Unit#20: Nuclear Structures - Solved Problems/Numericals

                           

1. A living plant contains approximately the same isotopic abundance of C-14 as does atmospheric carbon dioxide. The observed rate of decay of C-14 from a living plant is 15.3 disintegrations per minute per gram of carbon. How much disintegration per minute per gram of carbon will be measured from a 12900-year-old sample? (The half-life of C-14 is 5730 years.) 

 DATA:

Initial Activity=A₁=15.3disintegration/min

Time of sample=t=12900 years

 Half life of C-14=T_1/2 =5730 years

Present Activity = A₂=?

SOLUTION:

 First we will calculate the number of half lives during the given time

         No.of Half lives=n= t /T_1/2 =12900/5730 = 2.2513

Now,we will calculate the remaining fractions(x) 

x = (1/2)ⁿ =(1/2)^2.2513

x = 0.21

Now, Present activity is given by

   A₂ = x × A₁ = 0.21×15.3 =3.2 disintegration/min

RESULT: The fractions remain after this time is 0.21 and activity will be 3.2 disintegration/min.

 

2. The smallest C-14 activity that can be measured is about 0.20%. If C-14 is used to date an object, the object must have died within how many years? 

 DATA:

Smallest Activity = A= ?

Percentage of sample = x = 0.2%

Half life of C-14 = T_1/2 = 5730 years

 SOLUTION:

First we will calculate fraction of sample left

         x=0.2/100=0.002

Now,we will calculate the number of half llives

x = (1/2)ⁿ 

0.002 = (1/2)ⁿ 

Taking Log O.B.S

log⁡ 0.002=log⁡ (1/2)ⁿ 

Now using property

    log⁡ aⁿ = n log a

we get

log⁡ 0.002=n log⁡(1/2)

  -  2.6989  = n(-0.3010)

n= (-2.6989)/(-0.3010)=8.966

Now, the time required will be given by

       t = n×T_1/2 =8.966×5730=51375 years

RESULT: The object must have died before 51375 years.

 

3. How long will it take for 25% of the C-14 atoms in a sample of C-14 to decay? 

 DATA:

Time required=t=?

Percentage of sample lost= x =25%

Half life of C-14= T_1/2 =5730 years

SOLUTION:

 First we will calculate fraction of sample left

         x=100-25=75%  or 0.75

Now,we will calculate the number of half llives

x = (1/2)ⁿ 

0.75 = (1/2)ⁿ 

Taking Log O.B.S

log⁡0.75=log⁡(1/2)ⁿ 

Now using property

         log⁡ aⁿ = n log a

we get

log⁡0.75=n log⁡(1/2)

  -  0.1249  =n(-0.3010)

n= (-0.1249)/(-0.3010) = 0.415

Now, the time required will be given by

       t=n×T_1/2 = 0.415×5730 = 2378 years

RESULT: The time required to lost 25% of sample is 2378 years.

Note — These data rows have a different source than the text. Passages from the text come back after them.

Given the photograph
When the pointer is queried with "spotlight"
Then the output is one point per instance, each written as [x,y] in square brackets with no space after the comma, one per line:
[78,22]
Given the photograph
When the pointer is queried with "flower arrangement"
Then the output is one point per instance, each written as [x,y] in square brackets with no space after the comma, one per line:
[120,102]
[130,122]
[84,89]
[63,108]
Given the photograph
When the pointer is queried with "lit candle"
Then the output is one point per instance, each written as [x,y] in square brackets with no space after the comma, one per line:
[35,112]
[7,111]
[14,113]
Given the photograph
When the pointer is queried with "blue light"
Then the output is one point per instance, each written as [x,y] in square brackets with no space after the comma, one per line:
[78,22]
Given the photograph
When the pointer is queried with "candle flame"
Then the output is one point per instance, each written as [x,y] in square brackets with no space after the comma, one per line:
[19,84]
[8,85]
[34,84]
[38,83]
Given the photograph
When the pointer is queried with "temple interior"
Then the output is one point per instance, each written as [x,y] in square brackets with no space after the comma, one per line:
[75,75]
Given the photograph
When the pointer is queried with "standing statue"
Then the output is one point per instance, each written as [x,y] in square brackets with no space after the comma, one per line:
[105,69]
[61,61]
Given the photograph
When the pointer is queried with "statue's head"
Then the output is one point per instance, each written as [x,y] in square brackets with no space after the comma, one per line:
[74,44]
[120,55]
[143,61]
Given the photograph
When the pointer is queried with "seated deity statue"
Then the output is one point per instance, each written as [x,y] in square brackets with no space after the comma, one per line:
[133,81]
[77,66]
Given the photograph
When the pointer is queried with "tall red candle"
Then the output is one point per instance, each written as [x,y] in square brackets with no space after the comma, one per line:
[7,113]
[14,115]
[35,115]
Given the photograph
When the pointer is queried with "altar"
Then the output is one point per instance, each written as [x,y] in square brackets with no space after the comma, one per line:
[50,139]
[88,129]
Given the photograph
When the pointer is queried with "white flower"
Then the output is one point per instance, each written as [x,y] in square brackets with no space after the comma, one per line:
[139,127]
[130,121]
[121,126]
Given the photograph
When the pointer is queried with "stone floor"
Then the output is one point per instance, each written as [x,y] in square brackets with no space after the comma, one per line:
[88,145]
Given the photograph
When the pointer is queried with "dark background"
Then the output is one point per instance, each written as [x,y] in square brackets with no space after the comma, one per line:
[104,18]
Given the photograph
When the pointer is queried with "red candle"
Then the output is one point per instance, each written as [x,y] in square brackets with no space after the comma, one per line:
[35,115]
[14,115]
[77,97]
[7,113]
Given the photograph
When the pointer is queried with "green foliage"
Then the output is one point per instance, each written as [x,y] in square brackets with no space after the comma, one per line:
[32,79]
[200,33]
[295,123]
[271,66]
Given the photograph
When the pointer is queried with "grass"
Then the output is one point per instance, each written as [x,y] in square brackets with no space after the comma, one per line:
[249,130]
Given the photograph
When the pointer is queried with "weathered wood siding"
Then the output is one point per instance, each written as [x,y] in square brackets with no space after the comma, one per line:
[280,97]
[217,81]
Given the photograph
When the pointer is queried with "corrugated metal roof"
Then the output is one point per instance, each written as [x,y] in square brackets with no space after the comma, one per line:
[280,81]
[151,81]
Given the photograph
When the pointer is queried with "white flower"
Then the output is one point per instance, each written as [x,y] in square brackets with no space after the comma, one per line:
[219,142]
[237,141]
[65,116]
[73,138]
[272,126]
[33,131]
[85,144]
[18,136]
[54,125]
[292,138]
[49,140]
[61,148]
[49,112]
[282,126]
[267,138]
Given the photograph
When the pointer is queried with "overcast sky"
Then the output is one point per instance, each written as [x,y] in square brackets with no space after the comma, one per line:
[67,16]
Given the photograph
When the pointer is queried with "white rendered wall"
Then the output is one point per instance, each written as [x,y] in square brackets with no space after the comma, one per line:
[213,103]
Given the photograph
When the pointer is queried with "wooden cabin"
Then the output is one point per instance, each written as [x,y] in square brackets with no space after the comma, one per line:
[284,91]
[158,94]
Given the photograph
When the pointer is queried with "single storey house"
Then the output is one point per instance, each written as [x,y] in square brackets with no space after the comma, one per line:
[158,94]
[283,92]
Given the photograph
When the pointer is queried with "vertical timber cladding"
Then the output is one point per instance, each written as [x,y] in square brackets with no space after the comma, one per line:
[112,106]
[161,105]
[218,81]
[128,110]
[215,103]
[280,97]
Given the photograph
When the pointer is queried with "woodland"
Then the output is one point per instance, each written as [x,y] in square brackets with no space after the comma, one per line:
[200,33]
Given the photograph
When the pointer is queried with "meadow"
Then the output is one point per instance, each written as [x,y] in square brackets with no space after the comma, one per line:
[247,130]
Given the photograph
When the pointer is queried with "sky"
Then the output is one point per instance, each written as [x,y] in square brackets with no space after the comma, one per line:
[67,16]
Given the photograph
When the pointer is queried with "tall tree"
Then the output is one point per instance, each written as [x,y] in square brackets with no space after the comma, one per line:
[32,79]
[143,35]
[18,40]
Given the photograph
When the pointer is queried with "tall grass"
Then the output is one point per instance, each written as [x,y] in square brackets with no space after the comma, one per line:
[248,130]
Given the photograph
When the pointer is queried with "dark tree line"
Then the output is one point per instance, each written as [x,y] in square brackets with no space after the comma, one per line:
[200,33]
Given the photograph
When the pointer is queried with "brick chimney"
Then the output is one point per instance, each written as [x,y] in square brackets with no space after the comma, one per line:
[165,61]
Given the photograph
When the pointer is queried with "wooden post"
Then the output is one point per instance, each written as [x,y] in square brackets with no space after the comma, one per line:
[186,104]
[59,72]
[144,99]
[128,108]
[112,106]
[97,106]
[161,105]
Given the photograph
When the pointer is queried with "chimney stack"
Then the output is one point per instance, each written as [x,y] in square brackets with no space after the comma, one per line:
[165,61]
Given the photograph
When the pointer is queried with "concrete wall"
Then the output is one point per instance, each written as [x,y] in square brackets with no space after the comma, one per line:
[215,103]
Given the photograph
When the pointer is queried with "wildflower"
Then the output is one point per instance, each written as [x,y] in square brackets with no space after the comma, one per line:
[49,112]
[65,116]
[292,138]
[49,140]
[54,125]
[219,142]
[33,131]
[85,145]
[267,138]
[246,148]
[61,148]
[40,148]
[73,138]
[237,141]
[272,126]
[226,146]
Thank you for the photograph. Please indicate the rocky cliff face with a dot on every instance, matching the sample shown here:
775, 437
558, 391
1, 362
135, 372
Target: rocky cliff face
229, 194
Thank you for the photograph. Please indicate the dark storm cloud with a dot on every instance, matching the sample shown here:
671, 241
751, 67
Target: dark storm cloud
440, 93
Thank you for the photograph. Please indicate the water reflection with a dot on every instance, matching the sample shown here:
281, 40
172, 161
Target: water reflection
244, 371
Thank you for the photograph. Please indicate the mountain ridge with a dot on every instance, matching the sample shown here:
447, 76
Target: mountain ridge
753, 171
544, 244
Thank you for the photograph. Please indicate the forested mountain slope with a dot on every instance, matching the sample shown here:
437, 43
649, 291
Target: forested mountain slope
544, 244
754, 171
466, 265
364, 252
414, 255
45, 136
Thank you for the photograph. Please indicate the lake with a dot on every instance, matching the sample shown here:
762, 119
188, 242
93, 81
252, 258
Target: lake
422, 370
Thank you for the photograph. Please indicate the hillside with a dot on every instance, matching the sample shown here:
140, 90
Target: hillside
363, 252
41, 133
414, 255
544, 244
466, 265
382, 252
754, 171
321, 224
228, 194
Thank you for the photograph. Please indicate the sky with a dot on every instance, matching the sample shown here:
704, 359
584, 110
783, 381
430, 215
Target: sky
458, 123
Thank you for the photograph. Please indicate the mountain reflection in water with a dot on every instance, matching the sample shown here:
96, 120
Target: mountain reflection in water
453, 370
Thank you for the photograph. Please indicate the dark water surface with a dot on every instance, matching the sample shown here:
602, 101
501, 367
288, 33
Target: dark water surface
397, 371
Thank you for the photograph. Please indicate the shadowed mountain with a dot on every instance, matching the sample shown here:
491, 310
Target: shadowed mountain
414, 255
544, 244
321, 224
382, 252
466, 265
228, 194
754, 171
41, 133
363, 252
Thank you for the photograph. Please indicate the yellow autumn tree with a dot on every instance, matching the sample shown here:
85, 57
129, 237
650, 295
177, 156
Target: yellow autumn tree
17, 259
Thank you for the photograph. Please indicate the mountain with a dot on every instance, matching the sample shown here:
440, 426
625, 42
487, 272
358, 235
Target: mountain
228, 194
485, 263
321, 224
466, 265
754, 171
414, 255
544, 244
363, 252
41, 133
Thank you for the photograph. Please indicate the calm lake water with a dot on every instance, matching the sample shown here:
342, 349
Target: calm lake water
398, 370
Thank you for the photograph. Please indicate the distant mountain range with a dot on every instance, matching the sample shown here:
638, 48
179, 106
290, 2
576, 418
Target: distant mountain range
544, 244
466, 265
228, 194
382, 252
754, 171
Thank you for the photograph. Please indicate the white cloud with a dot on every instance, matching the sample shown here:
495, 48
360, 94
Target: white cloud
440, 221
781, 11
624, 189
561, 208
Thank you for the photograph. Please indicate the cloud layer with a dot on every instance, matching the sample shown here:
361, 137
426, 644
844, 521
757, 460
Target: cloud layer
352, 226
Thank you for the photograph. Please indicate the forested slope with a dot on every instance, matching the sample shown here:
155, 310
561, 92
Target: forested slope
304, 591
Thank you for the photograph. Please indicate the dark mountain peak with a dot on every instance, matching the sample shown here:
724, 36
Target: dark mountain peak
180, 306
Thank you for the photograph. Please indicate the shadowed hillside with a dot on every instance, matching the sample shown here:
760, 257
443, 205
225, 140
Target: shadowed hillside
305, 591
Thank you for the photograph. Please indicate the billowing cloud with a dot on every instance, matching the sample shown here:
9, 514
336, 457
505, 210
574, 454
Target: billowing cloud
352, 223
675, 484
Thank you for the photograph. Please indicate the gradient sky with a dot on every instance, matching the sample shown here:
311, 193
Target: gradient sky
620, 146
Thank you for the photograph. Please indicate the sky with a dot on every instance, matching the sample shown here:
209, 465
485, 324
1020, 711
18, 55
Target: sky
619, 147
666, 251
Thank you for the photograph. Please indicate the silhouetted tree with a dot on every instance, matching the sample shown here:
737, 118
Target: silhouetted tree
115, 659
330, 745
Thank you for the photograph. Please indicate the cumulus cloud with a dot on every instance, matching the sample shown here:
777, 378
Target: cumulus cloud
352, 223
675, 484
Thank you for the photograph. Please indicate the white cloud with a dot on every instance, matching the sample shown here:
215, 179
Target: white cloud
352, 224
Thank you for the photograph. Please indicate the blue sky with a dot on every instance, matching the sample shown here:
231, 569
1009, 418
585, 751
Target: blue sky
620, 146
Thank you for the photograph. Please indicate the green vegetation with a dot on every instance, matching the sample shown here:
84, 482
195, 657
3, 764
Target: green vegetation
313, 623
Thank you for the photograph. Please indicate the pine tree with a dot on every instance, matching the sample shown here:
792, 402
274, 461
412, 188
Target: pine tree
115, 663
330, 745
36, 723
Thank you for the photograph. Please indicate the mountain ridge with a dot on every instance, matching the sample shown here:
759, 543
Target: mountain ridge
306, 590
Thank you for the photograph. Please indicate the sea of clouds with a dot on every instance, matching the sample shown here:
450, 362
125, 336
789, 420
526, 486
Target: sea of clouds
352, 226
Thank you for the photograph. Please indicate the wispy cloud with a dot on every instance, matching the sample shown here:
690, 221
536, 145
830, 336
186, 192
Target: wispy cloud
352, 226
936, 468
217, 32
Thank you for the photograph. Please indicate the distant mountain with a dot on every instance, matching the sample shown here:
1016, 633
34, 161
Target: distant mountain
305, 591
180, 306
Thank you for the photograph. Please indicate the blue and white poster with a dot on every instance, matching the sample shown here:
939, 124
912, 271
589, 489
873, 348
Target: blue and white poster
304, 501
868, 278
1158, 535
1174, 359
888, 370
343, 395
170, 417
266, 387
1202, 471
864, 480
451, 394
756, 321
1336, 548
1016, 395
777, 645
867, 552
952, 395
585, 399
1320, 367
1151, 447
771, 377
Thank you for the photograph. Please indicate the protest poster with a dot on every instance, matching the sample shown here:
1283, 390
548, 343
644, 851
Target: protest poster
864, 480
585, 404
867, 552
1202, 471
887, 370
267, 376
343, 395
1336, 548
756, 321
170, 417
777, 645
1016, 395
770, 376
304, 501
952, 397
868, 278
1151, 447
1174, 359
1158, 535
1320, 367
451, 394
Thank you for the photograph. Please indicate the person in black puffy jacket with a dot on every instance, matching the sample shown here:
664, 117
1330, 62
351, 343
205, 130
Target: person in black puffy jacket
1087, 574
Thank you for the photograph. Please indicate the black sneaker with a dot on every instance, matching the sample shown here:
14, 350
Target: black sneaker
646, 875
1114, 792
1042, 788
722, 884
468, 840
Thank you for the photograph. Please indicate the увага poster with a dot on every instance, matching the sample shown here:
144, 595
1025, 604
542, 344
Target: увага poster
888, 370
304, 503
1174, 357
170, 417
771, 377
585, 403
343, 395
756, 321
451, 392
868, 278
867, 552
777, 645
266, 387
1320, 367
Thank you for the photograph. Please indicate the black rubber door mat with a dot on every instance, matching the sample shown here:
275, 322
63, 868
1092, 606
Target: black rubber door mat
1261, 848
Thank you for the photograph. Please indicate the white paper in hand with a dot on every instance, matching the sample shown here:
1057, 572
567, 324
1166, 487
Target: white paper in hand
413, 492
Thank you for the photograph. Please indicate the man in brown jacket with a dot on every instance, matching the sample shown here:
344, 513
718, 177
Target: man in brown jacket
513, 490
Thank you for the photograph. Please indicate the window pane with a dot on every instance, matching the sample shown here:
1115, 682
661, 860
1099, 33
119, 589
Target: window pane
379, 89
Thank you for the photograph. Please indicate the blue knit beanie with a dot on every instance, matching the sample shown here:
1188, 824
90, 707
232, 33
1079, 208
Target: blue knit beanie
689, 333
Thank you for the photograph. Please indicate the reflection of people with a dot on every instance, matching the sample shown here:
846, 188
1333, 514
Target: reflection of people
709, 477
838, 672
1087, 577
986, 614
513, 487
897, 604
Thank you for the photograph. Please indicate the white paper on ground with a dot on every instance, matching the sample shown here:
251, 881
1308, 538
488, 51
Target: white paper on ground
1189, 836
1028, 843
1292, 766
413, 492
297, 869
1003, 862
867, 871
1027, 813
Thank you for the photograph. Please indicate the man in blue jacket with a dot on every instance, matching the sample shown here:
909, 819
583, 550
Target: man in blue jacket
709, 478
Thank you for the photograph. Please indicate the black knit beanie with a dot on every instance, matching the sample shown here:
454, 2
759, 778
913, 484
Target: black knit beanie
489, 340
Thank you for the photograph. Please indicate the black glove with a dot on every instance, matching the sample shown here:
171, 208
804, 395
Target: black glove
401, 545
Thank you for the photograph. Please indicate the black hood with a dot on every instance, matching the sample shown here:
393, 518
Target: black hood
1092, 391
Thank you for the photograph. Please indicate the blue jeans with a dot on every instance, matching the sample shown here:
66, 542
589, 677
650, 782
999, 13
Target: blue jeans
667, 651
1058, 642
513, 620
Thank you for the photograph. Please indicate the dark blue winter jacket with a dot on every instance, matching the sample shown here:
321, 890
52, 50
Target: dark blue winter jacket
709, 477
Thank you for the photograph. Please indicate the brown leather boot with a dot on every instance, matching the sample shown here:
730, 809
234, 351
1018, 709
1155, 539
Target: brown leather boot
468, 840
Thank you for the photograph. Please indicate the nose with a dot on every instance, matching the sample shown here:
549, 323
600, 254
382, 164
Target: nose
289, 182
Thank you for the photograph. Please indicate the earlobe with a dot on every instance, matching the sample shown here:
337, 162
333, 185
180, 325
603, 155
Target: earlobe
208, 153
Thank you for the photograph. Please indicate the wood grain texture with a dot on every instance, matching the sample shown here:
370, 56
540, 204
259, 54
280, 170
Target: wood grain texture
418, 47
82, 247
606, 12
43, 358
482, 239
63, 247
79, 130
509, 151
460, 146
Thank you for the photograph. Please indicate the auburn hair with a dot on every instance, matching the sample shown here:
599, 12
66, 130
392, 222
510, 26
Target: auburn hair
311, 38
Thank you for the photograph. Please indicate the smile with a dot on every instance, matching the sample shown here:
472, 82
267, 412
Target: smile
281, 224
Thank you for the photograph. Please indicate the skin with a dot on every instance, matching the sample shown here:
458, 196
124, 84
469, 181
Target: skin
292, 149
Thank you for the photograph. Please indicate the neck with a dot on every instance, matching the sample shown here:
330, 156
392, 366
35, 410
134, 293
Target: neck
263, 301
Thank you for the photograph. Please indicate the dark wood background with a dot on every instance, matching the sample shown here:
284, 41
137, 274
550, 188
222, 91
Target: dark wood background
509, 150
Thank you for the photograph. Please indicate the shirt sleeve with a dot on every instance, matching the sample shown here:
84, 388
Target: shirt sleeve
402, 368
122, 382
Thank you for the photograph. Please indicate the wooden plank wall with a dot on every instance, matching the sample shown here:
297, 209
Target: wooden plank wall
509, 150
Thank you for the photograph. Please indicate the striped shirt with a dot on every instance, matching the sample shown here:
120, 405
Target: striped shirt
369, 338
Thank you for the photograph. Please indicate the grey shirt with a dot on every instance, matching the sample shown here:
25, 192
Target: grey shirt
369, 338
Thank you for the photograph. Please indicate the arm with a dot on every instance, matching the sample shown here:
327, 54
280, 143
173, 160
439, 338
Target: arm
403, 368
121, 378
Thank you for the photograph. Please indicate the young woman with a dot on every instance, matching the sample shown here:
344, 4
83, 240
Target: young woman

4. The carbon-14 decay rate of a sample obtained from a young tree is 0.296 disintegration per second per gram of the sample. Another wood sample prepared from an object recovered at an archaeological excavation gives a decay rate of 0.109 disintegration per second per gram of the sample. What is the age of the object?

 DATA:

Activity of young sample= A₂ =0.296 disintegrations /s.gm

Activity of old sample=A₁=0.109 disintegrations /s.gm

Age of sample = t = ?

Half life of C-14= T_1/2 =5730 years

 SOLUTION:

 First we will calculate fraction of sample

         x=A₁/A₂ =0.109/0.296=0.3682

Now,we will calculate the number of half lives

x = (1/2)ⁿ 

0.3682 = (1/2)ⁿ 

Taking Log O.B.S

log⁡ 0.3682=log⁡(1/2)ⁿ 

Now using property

       log⁡ aⁿ = n log a

we get

log⁡ 0.3682= n log⁡(1/2)

  -  0.4339  = n(-0.3010)

n= (-0.4339)/(-0.3010)=1.441

Now, the age of sample is given by

       t=n × T_1/2 =1.441×5730 = 8258 years

RESULT: The age of sample is 8258 years.